The month of October has been really volatile for the stock market. Over the first two weeks the market was down about 7% and then over the past week it has regained much of those losses where it is down now only about 3% from its peak. All of this volatility makes a lot of people nervous, including myself to some degree. I mean who likes to see their investments go down. I certainly don’t. But I know enough about the history of the stock market and put enough trust in the system to know that in the long- term I will have more money ten years from now then I will today.
I also am a person who doesn’t have a problem with risk. Over 90% of my investment portfolio is tied up in the stock market in some capacity, but I do have as part of my investments something that I think might help people who are a little bit more risk averse: balance funds.
Balance Fund Advantages
If you are someone who doesn’t want a lot of volatility in their investments, but still want to make some good gains I strongly recommend people into balance funds. Balance funds typically have a combination of stocks and bonds in them. When the market is going really well the person(s) running the funds tend to weigh that fund more toward stocks. When the market is more volatile or going down they buy more bonds. A few advantages of balance funds are this:
- You get stock market growth without a lot of the volatility.
- It takes some steam out of the large swings within the market. For example, from 2007-2009 the Dow Jones Index lost over 50% of its value. Depending on which balance fund you would have probably lost in the neighborhood of 20-30%. Now 30% is nothing to sneeze at, but it is a lot better performance than a normal stock fund.
- You can still get decent returns (6-8%) in a lukewarm hot stock market.
- It is great for diversification because it invests in both stocks and bonds at the same time.
Now let me be clear. Just because you invest in balance funds does not mean that you may not lose money in the stock market. Any investment is risky. There is no guarantee not to lose your money except for putting that money under your mattress. But in 10 years that money will be worth much less anyway so sticking it in your proverbial mattress or CD or bank account doesn’t help. For the conservative to moderate risk taker, particularly people who are nearer retirement or in retirement, I think balance funds are a great way to diversify your portfolio, get some growth, but reduce volatility and risk, and achieve diversification which is what many investment advisers say is absolutely essential (and so do I).

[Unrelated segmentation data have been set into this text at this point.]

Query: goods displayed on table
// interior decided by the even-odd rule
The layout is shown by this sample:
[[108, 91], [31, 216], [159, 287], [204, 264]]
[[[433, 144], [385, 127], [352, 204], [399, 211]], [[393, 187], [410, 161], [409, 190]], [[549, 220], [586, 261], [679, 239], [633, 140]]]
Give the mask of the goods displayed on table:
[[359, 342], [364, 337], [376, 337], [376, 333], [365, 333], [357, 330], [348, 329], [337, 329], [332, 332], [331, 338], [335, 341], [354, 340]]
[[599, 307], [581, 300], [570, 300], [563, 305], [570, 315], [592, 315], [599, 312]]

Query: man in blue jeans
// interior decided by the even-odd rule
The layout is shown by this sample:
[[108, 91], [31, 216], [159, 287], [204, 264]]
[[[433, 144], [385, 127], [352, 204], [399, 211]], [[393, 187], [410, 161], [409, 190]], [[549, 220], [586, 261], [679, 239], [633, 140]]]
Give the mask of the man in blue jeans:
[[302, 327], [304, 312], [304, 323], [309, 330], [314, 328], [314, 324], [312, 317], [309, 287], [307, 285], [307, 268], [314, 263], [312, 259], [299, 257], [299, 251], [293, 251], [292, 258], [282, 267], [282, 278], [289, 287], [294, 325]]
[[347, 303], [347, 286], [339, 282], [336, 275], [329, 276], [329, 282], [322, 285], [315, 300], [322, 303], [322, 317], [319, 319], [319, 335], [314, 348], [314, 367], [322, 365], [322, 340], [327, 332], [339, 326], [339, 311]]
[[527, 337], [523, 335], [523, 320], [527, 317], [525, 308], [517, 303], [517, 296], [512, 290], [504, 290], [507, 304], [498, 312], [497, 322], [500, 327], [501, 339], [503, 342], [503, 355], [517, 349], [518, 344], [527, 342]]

I personally own Fidelity Balanced Fund. I own it, partly, because it is a choice that I have for my 401(a) and 403(b). However, there are a number of a great low-cost balanced funds that you can get from Vanguard (Vanguard Balanced Index, Vanguard Wellesley Income are two of my favorites) or from other brokerage firms.

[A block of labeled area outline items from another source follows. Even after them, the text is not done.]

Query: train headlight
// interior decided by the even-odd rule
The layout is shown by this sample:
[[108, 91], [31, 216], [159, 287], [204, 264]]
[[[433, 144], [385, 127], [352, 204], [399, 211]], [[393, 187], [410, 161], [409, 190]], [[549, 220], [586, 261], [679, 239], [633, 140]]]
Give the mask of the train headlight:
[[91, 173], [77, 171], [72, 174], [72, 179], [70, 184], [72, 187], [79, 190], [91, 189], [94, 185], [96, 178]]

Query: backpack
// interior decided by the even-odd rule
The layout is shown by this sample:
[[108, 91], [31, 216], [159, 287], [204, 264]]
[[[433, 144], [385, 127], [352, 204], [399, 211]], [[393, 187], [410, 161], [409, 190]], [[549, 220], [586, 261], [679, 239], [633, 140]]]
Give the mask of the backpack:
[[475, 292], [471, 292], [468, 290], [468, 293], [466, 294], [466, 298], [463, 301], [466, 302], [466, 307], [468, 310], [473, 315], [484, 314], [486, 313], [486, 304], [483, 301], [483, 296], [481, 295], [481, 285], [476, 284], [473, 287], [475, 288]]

The key is to do your research. Look at the fund’s track-records (I only buy funds with 10 year track records or more), the expense-ratio (the lower the better), and their asset allocation (e.g. how much do they have in stocks/bonds). Some balance funds are a little more aggressive in their stock allocations, some are more conservative. Do your OWN research. Spend a little time going through your investment choices in your 401k or other retirement accounts. Make sure you make an informed decision, but when you investigate them like I did. I think you will find them to be a great investment alternative for people who can’t stomach large swings in the stock market.
If you don’t like a lot of volatility, but good steady gains that won’t drop like a stone in a market downturn then balanced funds might be for you.